Increased expression of T-cell activation markers in HIV-infected BLT mice.

A large body of previous work has examined generalized T-cell activation in progressive HIV disease (7, 1416, 21). The expression level of CD38, with or without coexpression of HLA-DR, has been used as a measure of the activation status of CD4+ and CD8+ T cells, with higher levels of expression, especially for CD8+ T cells, correlating strongly with a loss of CD4+ cells and with disease progression (7, 14, 15). Peripheral blood leukocytes from 123 HIV-inoculated BLT mice (of the 137 total inoculated mice) were assessed for activation using polychromatic flow cytometry to measure the expression of HLA-DR and CD38 on CD4+ and CD8+ T cells. Matched blood samples at the time of inoculation (0 weeks) and 4 weeks after inoculation were evaluated using the gating scheme shown in Fig. 4.

Fig 4.

Fig 4

T-cell activation in HIV-infected BLT mice. Peripheral blood was collected from BLT mice at the time of inoculation (0 weeks) (middle row) and 4 weeks later (bottom row). Human peripheral blood was used as a staining and gating control (top row). Blood was immunophenotyped for the presence of human leukocytes and further analyzed for the expression of activation markers. Human CD45+ leukocytes were gated by side scatter into lymphocytes (not shown) and further subdivided into CD3+ (T cells) and CD19+ cells (B cells). CD3+ cells were separated into CD4+ and CD8+ T cells and evaluated for CD38 and HLA-DR expression. Shown in the middle and bottom rows are data for the same BLT mouse at the 0-week and 4-week time points (4.5 log10 copies HIV RNA per 100 μl), where an increase in the frequency of CD38+ HLA-DR+ cells was observed in the CD4+ T-cell and CD8+ T-cell compartments.

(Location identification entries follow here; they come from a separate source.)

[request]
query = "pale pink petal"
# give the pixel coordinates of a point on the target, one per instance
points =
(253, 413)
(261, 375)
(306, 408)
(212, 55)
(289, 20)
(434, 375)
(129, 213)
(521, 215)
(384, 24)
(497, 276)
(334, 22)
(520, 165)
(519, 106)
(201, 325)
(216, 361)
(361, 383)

Of the 123 mice for which we obtained activation data, 66 (54%) had detectable viremia at 4 weeks. Of these, matched activation data from 0 weeks and 4 weeks were available for 46 mice (Fig. 5A). We observed significant increases in the expression level of CD38 and the frequency and absolute number of CD8+ T cells expressing both CD38 and HLA-DR (CD38+ HLA-DR+) in HIV-viremic mice. This increased expression of activation markers was reflected only weakly in the CD4+ T-cell compartment. The HIV load in the 66 viremic mice was correlated with the mean fluorescence intensity (MFI) of CD38 and both the frequency and absolute number of CD38+ HLA-DR+ cells observed 4 weeks after inoculation (Fig. 5B). The MFI of CD38 correlated strongly with plasma HIV load for both CD4+ (r = 0.326; P = 0.008) and CD8+ (r = 0.317; P = 0.010) T cells. Although the frequency of CD38+ HLA-DR+ CD4+ T cells did not correlate with viral load (r = 0.166; P = 0.183), the absolute number per μl did correlate with viral load (r = 0.413; P = 0.001). Both the frequency (r = 0.314; P = 0.010) and absolute number (r = 0.513; P < 0.001) of CD38+ HLA-DR+ CD8+ T cells correlated strongly with the HIV load. The fact that CD8+ T-cell activation appears to be correlated more tightly with HIV load than with CD4+ T-cell activation is consistent with previous reports linking HIV disease progression with T-cell activation where the effect was most pronounced in the CD8+ T-cell compartment (14, 21, 28).

Fig 5.

Fig 5

Increased expression of cellular activation markers on lymphocytes from HIV-infected BLT mice. (A) The geometric MFI of CD38 (left), as well as the frequency (center) and absolute number per μl (right) of CD38+ HLA-DR+ cells, was determined for CD4+ and CD8+ T cells from a subset of HIV-positive (n = 46) BLT mice at 0 weeks (the time of inoculation) and 4 weeks. P values are shown for the two-tailed, nonparametric Mann-Whitney U test. (B) Activation marker data for HIV-infected mice were correlated with plasma HIV load 4 weeks after inoculation. The MFI of CD38 (left) on CD4+ and CD8+ T cells correlated strongly with viral load, as did the frequency (center) and absolute number (right) of CD38+ HLA-DR+ cells. Trend lines from linear regression analysis are shown, and the two-tailed Spearman correlation coefficient (r) was calculated, with resulting P values at 95% confidence. Data are from cohorts BLT-1012, BLT-1013, BLT-1014, BLT-1015, BLT-1016, BLT-1017, BLT-1018, BLT-1020, BLT-1022, and BLT-1023 (described in Table 1).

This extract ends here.